If there are any PSO lurking here, please PM me.

Thanks.


----------



## Pieman (13 Jan 2010)

bump


----------



## dapaterson (13 Jan 2010)

Is this a question about the trade of PSO, or what the PSOs do, or about the result of a PSO interview, or...

Don't know if there are any PSOs on here, but tere others with knowledge who may be able to help you.


----------



## Pieman (13 Jan 2010)

I am trying to get some results of a PSO interview. I am on leave, and cannot seem to get in contact with my UPSO (he may be on leave as well) 

Hoping to get in contact with a PSO here to find out results.


----------



## dapaterson (13 Jan 2010)

PSO interviews are Protected B.  Posting their results to the internet (or emailing or PMing them) would be a security violation.

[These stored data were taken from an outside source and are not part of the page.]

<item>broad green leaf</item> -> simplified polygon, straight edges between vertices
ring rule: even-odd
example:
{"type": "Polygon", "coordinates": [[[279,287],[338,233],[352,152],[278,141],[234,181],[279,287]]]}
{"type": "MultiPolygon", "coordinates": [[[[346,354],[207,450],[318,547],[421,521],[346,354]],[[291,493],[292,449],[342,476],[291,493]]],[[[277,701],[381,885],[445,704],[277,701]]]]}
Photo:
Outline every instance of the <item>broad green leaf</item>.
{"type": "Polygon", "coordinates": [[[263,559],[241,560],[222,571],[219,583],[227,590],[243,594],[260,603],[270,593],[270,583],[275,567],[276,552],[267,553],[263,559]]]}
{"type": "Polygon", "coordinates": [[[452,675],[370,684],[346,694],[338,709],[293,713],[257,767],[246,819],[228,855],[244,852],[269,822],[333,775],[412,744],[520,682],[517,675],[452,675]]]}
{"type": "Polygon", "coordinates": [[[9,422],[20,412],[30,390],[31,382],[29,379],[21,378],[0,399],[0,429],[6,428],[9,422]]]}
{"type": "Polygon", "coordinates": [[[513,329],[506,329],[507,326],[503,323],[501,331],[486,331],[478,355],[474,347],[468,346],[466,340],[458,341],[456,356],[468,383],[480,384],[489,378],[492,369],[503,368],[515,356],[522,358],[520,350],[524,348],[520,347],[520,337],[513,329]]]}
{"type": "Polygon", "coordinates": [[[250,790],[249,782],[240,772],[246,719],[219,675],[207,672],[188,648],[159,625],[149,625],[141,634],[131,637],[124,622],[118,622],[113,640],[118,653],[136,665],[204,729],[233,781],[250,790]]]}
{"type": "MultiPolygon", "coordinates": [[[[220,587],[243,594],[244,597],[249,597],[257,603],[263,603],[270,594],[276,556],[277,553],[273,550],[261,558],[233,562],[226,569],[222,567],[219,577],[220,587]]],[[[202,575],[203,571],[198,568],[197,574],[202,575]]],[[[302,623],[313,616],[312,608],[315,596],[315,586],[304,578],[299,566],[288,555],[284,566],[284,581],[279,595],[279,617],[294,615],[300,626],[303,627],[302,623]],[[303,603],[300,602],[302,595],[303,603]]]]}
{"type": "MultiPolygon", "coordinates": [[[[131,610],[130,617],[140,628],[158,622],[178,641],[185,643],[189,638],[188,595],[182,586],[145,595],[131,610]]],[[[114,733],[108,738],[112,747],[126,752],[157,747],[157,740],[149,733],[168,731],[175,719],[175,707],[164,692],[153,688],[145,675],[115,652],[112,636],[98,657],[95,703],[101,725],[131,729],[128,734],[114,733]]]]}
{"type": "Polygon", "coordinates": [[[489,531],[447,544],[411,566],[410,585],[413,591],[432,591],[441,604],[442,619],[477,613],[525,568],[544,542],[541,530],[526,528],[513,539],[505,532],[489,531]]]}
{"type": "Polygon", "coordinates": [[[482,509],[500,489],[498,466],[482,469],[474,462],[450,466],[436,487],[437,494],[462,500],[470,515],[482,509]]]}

In addition, there is no magic PSO mind meld - a PSO in Halifax cannot just pluck out results from Toronto.  Information is segregated and protected - as it's personal information about applicants and service members.


----------



## Pieman (13 Jan 2010)

Ah, okay thanks. 

To be more specific, a selection board met for my SCP application back in December. I still don't know the results. I did the interview overseas, so don't know how to contact the PSO I did the interview with. I tried contacting my UPSO, but no response.  If anyone can provide the info without causing a security violation that would be grand.


----------



## dapaterson (13 Jan 2010)

Ah.  CFAO 9-70 describes the process for the SCP - here's the post-PSO process part (my alliteration for the day)



> c. the BPSO shall screen the SCP documentation to confirm the
> applicant's eligibility and then arrange an appointment for the
> applicant. The BPSO shall inform the CO of those who cannot be
> processed fully because of failure to meet eligibility standards. In
> ...



The file, with CO's comments, then goes to NDHQ.  I do not know when the results are promulgated.

Hope this helps a bit.


----------